Wie stark sind Flüsse in Deutschland durch Mikroplastik belastet? Eine heute veröffentlichte Studie bietet erstmals konkrete Anhaltspunkte. Unter der Leitung von Prof. Dr. Christian Laforsch hat eine Forschergruppe an der Universität Bayreuth von 2014 bis 2017 Wasserproben an 22 Flüssen, hauptsächlich im Einzugsgebiet von Rhein und Donau, entnommen und analysiert. Die nun vorliegenden Ergebnisse bilden einen der weltweit größten, mit einheitlichen Untersuchungsverfahren gewonnenen Datensätze zum Vorkommen von Plastikpartikeln in Flüssen. Auftraggeber der Studie waren die Bundesländer Baden-Württemberg, Bayern, Hessen, Nordrhein-Westfalen und Rheinland-Pfalz.
Die insgesamt 52 untersuchten Wasserproben stammen aus Regionen im Süden und Westen Deutschlands, die sich im Hinblick auf Landschaft, Besiedlung und Industriedichte erheblich unterscheiden. In diesen Proben haben die Bayreuther Forscher mehr als 19.000 Objekte gefunden und analysiert, davon wurden 4.335 eindeutig als Kunststoffpartikel identifiziert. Rund 99 Prozent dieser Kunststoffpartikel sind kleiner als fünf Millimeter und damit als Mikroplastik einzuordnen. Winzige Teilchen mit einem Durchmesser zwischen 0,02 und 0,3 Millimetern (20 bis 300 Mikrometern) sind am häufigsten vertreten: Sie machen 62 Prozent der gefundenen Kunststoffpartikel aus. Auffällig ist, dass höhere Konzentrationen von Mikroplastik vor allem in kleineren und mittleren Nebengewässern auftreten. Im größten untersuchten Gewässer, dem Rhein, wurden eher niedrige bis mittlere Konzentrationen gemessen.
Polyethylen und Polypropylen sind diejenigen Kunststoffsorten, die in Europa die höchsten Marktanteile haben. Aus diesen Kunststoffen besteht auch der Großteil der analysierten Partikel. Das unregelmäßige, fragmentartige Aussehen der meisten Teilchen spricht für die Annahme, dass sie Bruchstücke größerer Kunststoffobjekte sind. Zudem wurden an vielen Messstellen auch Plastikfasern gefunden. Andere Partikelformen wie Folienreste, sogenannte Beads (Kügelchen) und Pellets wurden seltener nachgewiesen.
Die Entnahme von Proben aus dem oberflächennahen Wasser von Flüssen ist mit besonderen technischen Herausforderungen verbunden. Daher hat die Bayreuther Forschergruppe für ihre Untersuchungen ein spezielles Schleppnetz, ein sogenanntes „Mini-Manta“-Trawl, entwickelt.

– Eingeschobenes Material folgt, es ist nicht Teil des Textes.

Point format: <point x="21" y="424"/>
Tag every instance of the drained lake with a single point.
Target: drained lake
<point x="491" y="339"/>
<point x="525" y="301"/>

Ein eingebauter Durchflussmesser misst jederzeit die Menge des beprobten Wassers, so dass die Konzentrationen von Mikroplastik genau bestimmt werden können. Im Labor wurden die gefundenen Partikel exakt vermessen und chemisch analysiert. Dabei kam insbesondere eine Anlage für micro-FTIR-Spektroskopie zum Einsatz. „Dieses Verfahren hat den Vorteil, dass wir selbst kleinste Partikel von 0,02 Millimetern anhand Ihrer Infrarotspektren eindeutig als Kunststoff identifizieren können“, erklärt der Bayreuther Umweltingenieur Dr. Martin Löder.
Die Ergebnisse der neuen Studie liegen in der gleichen Größenordnung wie Befunde aus vergleichbaren europäischen und nordamerikanischen Gewässern. Prof. Dr. Christian Laforsch betont, dass es in vieler Hinsicht weiteren Forschungsbedarf zur Verbreitung von Mikroplastik in Binnengewässern gibt. „Mit dieser Studie haben wir erste detailliertere Einblicke in die Mikroplastikbelastung von deutschen Fließgewässern gewonnen. Um die Herkunft, die zeitweilige Ablagerung und den dauerhaften Verbleib von Mikroplastik in Gewässern genau zu verstehen, bedarf es allerdings noch viel weiterführender Forschung“, sagt der Bayreuther Wissenschaftler.